Recurrent Neural network (RNN)
Recurrent neural networks differ from other neural networks in thatcycle
In two words, the cycle here meansImplicit output (v)
Re-input implied weight to participate in model training,The input of X at different times
Also put in hidden layer weights. The implicit weight is cyclic to different time periods with different parameters, but the implicit weight issharing
Of, notice in the figureunfold
The underlying weight matrix is justA matrix
(How the implicit output (v) and the corresponding input (x) share a matrix is explained later here), the reason why multiple is presented is to correspond to different moments.
Before going on, there is an optimization problem to be solved, that is, sharing a matrix. Here, a simple example can be used to illustrate: For the convenience of understanding, the implicit variable is two-dimensional, the input is one-dimensional, and the purpose is to get a new implicit input, namely two-dimensional.We can see that the weight coefficients are combined side by side to get the same result. This improves parallel processing.
RNN source code implementation
import torch.nn as nn
class RNN(nn.Module):
def __init__(self, input_size, hidden_size, output_size):
super(RNN, self).__init__(a)
self.hidden_size = hidden_size
self.i2h = nn.Linear(input_size + hidden_size, hidden_size)
self.i2o = nn.Linear(input_size + hidden_size, output_size)
self.softmax = nn.LogSoftmax(dim=1)
def forward(self, input, hidden):
combined = torch.cat((input, hidden), 1)
hidden = self.i2h(combined)
output = self.i2o(combined)
output = self.softmax(output)
return output, hidden
def initHidden(self):
return torch.zeros(1, self.hidden_size)
Copy the code
The characteristic of the recurrent neural network is that every input involves the information of the hidden layer of the last moment, but only the last moment. If the input of the neural network is not only related to the information of the last moment, in other words, the model that needs to be trained at the moment is also related to the information of a long time ago, how can it be involved? This requires the introduction of the Long and short Term Memory Network (LSTM). However, before discussing this model, we should first study the improved paper called GRU model, which is easier to understand than the LSTM model.
GRU helped model
GRU model needs to pay attention to the role of gating, more certainly in the formula as the embodiment of the weight or the effect of mask. Without saying much, understanding these four formulas will help you understand the GRU model, so it will be easier to understand when looking at the picture.

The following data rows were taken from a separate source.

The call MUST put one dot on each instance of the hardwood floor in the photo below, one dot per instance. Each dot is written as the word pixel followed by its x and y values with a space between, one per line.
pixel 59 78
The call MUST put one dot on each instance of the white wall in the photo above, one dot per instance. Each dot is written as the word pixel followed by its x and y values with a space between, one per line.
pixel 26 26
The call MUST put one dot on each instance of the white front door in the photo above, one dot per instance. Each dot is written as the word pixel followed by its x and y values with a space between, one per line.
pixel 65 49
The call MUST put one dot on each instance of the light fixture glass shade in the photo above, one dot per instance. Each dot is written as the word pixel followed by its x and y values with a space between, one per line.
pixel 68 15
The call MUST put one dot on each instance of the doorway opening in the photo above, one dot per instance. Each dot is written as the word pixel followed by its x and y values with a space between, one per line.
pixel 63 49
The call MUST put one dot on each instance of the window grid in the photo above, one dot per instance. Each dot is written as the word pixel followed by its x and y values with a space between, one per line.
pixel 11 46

Among them, RtR_tRt is called reset gate, which is helpful to capture the short-term dependency of time series data, and ZtZ_tZt is called update gate, which is helpful to capture the long-term dependency of time series data. Its effect will be embodied in the following formula.
Ht~\tilde{H_{t}}Ht~ we call it candidate hidden states, which mainly preserve short-term memory. The reason that a reset gate can help capture short-term dependencies in time series data is that it acts on the last implicit state by pin-wise multiplication. We can decide how much of the last hidden state we want to retain. The greater the value of RtR_tRt corresponding to a certain dimension, the more information the last hidden state retains on that dimension.
In the formula, ZtZ_tZt as the update gate, we may as well take an extreme example, in this moment ZtZ_tZt is 1, then the information of the last moment is not saved, the candidate state of the corresponding short-term memory is zero. Similarly, if we continue to recurse, ZtZ_tZt is 1 at the previous time, then is the information stored at the previous time, and the candidate state of the corresponding short-term memory is zero. This allows us to store information that is far, far back in time, so the update gate helps to capture long-term dependencies of time series data.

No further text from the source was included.